Nicotine Exposure During Pregnancy Results in Persistent Midline Epithelial Seam With Type B and C Patterns of Palatal Fusion

INTRODUCTION Nonsyndromic cleft palate is a common birth defect (1:700) with a complex etiology involving both genetic and environmental risk factors. Nicotine, a major teratogen present in tobacco products, was shown to cause alterations and delays in the developing fetus. METHODS To demonstrate the postpartum effects of nicotine on palatal development, we delivered three different doses of nicotine (1.5, 3.0, and 4.5mg/kg/d) and sterile saline (control) into pregnant BALB/c mice throughout their entire pregnancy using subcutaneous micro-osmotic pump. Dams were allowed to deliver (~day 21 of pregnancy) and neonatal assessments (weight, length, nicotine levels) were conducted, and palatal tissues were harvested for morphological and molecular analyses, as well as transcriptional profiling using microarrays. RESULTS Consistent administration of nicotine caused developmental retardation, still birth, low birth weight, and significant palatal size and shape abnormality and persistent midline epithelial seam in the pups. Through microarray analysis, we detected that 6232 genes were up-regulated and 6310 genes were down-regulated in nicotine-treated groups compared to the control. Moreover, 46% of the cleft palate-causing genes were found to be affected by nicotine exposure. Alterations of a subset of differentially expressed genes were illustrated with hierarchal clustering and a series of formal pathway analyses were performed using the bioinformatics tools.
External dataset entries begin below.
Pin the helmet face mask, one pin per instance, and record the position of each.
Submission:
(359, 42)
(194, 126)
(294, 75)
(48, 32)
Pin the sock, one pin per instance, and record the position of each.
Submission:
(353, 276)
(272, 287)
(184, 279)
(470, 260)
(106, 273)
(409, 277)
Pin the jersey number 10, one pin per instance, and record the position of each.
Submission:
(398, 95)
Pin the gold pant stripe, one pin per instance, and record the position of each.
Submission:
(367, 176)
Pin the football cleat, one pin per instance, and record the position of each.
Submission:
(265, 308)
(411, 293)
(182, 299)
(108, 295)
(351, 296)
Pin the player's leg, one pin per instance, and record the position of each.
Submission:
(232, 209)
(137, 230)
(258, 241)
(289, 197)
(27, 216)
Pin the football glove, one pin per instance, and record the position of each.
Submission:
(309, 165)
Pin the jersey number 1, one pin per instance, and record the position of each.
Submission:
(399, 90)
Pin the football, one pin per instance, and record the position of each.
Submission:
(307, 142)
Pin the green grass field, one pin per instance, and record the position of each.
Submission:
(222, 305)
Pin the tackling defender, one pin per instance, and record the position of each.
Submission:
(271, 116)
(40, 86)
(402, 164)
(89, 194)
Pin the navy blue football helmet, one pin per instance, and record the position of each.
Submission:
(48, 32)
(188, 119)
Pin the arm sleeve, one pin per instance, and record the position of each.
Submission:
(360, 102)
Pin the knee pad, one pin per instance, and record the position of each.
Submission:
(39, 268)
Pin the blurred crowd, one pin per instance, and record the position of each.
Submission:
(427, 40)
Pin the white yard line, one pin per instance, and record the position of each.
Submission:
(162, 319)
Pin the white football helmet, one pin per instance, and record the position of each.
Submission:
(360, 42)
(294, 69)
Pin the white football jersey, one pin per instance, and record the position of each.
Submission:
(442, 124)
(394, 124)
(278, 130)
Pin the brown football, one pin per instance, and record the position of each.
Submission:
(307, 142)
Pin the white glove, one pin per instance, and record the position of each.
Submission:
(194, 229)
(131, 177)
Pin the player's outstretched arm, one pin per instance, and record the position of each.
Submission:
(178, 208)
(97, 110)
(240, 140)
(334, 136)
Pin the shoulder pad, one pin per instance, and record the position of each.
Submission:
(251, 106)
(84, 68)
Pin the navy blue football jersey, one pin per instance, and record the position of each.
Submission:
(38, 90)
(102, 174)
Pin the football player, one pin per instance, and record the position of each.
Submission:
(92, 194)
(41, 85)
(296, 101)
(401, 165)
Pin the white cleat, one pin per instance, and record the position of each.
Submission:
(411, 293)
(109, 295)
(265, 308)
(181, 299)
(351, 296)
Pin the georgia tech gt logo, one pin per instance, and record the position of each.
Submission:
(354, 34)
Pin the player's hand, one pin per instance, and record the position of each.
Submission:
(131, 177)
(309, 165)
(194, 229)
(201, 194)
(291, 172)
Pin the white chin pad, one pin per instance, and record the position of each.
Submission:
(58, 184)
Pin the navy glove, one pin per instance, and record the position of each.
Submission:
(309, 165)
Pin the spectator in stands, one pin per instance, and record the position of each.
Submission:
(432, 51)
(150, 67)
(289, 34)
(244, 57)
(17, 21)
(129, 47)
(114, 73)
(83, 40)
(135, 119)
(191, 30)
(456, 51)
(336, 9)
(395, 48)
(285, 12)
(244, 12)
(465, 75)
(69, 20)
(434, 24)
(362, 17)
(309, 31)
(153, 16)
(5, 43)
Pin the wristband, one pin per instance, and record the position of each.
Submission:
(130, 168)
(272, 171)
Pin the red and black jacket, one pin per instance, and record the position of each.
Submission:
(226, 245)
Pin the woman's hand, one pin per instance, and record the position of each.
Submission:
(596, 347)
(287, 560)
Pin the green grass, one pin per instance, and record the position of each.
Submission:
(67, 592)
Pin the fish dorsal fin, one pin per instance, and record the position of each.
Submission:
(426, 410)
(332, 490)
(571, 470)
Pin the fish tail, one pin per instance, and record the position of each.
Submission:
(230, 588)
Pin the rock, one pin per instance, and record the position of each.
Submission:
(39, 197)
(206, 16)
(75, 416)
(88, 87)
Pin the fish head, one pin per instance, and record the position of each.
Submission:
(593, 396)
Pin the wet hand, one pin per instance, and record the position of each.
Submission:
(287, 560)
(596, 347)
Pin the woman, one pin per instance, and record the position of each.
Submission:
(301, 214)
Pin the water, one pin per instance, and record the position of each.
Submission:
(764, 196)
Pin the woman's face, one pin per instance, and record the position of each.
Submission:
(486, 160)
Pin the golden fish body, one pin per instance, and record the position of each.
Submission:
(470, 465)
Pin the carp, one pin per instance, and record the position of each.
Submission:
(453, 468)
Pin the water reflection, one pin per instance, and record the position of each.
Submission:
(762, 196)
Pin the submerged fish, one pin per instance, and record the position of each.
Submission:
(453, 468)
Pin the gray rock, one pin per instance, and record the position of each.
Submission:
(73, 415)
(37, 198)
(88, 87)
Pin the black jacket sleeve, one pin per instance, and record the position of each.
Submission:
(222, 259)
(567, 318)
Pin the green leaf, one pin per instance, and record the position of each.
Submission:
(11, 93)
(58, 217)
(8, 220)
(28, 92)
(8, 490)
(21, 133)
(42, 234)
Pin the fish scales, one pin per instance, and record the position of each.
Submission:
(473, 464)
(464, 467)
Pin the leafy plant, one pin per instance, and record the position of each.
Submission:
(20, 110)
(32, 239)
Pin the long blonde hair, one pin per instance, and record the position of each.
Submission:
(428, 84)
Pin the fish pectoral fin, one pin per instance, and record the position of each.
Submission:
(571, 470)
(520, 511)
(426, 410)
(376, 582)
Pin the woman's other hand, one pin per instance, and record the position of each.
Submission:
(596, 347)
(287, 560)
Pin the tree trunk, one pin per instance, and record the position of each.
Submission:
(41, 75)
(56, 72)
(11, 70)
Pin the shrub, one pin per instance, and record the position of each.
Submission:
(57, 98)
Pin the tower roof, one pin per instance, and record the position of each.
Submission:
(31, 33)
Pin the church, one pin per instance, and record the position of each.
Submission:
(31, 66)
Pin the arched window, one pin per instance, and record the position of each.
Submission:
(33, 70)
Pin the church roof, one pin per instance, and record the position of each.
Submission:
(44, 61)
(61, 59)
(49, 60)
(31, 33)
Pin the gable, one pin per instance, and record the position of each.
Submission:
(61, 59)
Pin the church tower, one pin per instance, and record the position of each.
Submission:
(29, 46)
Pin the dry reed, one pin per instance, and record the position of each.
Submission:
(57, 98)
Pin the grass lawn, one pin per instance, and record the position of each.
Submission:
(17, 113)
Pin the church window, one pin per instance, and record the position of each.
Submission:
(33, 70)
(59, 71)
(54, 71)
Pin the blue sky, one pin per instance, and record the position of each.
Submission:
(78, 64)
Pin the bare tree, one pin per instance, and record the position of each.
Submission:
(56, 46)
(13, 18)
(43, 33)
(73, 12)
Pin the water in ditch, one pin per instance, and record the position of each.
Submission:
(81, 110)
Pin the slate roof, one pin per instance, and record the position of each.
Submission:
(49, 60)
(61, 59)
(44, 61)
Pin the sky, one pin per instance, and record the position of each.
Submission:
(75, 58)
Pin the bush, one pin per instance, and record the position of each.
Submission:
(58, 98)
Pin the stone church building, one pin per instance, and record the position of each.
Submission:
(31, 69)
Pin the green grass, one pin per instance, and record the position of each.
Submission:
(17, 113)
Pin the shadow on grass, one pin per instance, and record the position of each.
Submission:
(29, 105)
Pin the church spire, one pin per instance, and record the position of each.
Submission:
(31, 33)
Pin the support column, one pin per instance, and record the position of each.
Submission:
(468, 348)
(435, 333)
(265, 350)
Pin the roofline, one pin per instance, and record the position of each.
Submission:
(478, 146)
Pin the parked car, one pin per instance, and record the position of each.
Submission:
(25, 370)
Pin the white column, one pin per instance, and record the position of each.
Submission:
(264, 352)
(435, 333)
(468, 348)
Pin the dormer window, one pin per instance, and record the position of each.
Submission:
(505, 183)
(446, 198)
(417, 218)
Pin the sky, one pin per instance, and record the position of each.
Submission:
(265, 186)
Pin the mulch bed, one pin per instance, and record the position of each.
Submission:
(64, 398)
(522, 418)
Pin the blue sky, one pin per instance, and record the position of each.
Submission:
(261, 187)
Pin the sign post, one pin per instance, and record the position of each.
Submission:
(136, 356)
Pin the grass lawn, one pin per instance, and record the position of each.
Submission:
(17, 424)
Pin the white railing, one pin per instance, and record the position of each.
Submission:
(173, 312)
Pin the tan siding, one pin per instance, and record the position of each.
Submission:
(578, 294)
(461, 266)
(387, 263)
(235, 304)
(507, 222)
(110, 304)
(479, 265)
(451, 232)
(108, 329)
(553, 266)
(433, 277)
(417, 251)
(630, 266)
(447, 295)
CONCLUSIONS We concluded that nicotine exposure during pregnancy interferes with normal growth and development of the fetus, as well results in persistent midline epithelial seam with type B and C patterns of palatal fusion. IMPLICATIONS Although there are several studies analyzing the genetic and environmental causes of palatal deformities, this study primarily shows the morphological and large-scale genomic outcomes of gestational nicotine exposure in neonatal mice palate.The previous version was incorrect. New authors Ali Nawshad, Hasan Otu, Janki Sharma, and Elizabeth Sheldon have been included in this version; the funding and acknowledgement sections have been updated accordingly; the article title, some text, and one supplementary data file have been edited; and the corresponding author has been changed. The original corresponding author regrets these earlier errors.